Tell Your Doctor If You Do This

Six years ago, whips and chains were anything but mainstream. But thanks to literary juggernaut-turned-film-phenomenon Fifty Shades of Grey, everyone and their grandma knows kink. But what most don’t know is how concealing bedroom behaviors can hurt your health.

A study recently published in the Journal of Sexual Medicine titled “Fifty Shades of Stigma: Exploring the Health Care Experiences of Kink-Oriented Patients” revealed that less than half of BDSM practitioners (that’s bondage/discipline, dominance/submission, and sadism/masochism) confess their kinky lifestyles to their doctors, and most cite fear of judgement as the reason for their secrecy.
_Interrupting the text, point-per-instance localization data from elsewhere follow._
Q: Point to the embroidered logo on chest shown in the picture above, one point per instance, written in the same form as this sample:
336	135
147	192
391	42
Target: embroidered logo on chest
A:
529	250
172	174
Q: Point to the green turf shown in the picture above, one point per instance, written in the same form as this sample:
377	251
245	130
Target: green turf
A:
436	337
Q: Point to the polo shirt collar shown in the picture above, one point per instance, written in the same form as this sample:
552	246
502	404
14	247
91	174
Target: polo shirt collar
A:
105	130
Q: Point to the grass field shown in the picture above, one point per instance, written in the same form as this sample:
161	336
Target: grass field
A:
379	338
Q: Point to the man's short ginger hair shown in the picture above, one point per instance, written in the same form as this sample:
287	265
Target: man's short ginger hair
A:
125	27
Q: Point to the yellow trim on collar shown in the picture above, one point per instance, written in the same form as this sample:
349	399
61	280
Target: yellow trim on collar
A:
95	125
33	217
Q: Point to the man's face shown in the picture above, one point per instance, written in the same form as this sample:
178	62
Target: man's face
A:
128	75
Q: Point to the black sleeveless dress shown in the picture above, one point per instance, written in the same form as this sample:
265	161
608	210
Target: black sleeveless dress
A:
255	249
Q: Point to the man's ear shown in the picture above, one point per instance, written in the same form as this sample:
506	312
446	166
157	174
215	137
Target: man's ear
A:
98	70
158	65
The stat suggests a pretty large community (accounting for 11-14% of Americans, according to rough estimates) is failing to get adequate health care because its members are afraid of what doctors may think of their bedroom behavior.

“Other sexual minorities, like those in the LGBT community, have all been found to suffer from health disparities,” says Jess Waldura, MD, medical director of The Alternative Sexualities Health Research Alliance (TASHRA), the team behind the study. “This shows up as poorer health, worse access to culturally competent medical care, and healthcare-related stigma.”

This prompted TASHRA researchers to dig deeper, and they’re currently crunching the data from a larger follow-up survey that explores the reasons why so many kinky people stay closeted. This new study, likely to be published later this year, also delves into the potential consequences that can arise from keeping BDSM behaviors secret.

“A [clinician] might bypass or fail to recognize your needs if they don’t have all the information,” says Carol Queen, sex educator and author of The Sex & Pleasure Book. “Doctors aren’t mind readers, and they’re mostly very poorly trained about kinky sexual practices. Hearing real info from patients will help them put faces to sexual practices and help them better understand what the stakes are.”

For some BDSM practitioners like Sally,* a kinkster from suburban South Carolina, the stakes can feel astronomically high. “I fell while being untied from a suspension bondage scene and hit the edge of a table,” she says. “I broke a rib. I didn’t seek treatment because I was embarrassed to tell them how it happened.” Despite the act being consensual and the injury an accident, she was worried: “I thought they would take my boyfriend in for domestic abuse.”

This kind of fear is overwhelmingly common in the kink community, according to Anna M. Randall, LCSW, MPH, a San Francisco-based sex therapist and TASHRA’s executive director. “About 13 percent of the survey respondents told their doctors their injuries were caused by something other than BDSM,” she says. “People make up stories; some are embarrassed, but most are more worried about being shamed by their doctors or not getting good care.”

“I’ve delayed OB/GYN visits due to bruises,” says Julie*, a submissive from Hanover, Massachusetts. “Having visible marks when going into a medical setting usually means I have to ‘out’ myself and that I won’t receive the care I require.”

While a busted ankle or broken rib may not seem like a major health concern, the injuries that sometimes arise from BDSM can potentially lead to bigger issues if left untreated. According to Randall, bruises, muscle strains, and piercing tears are common medical issues associated with kink, but foregoing medical care for seemingly minor problems isn’t a good idea.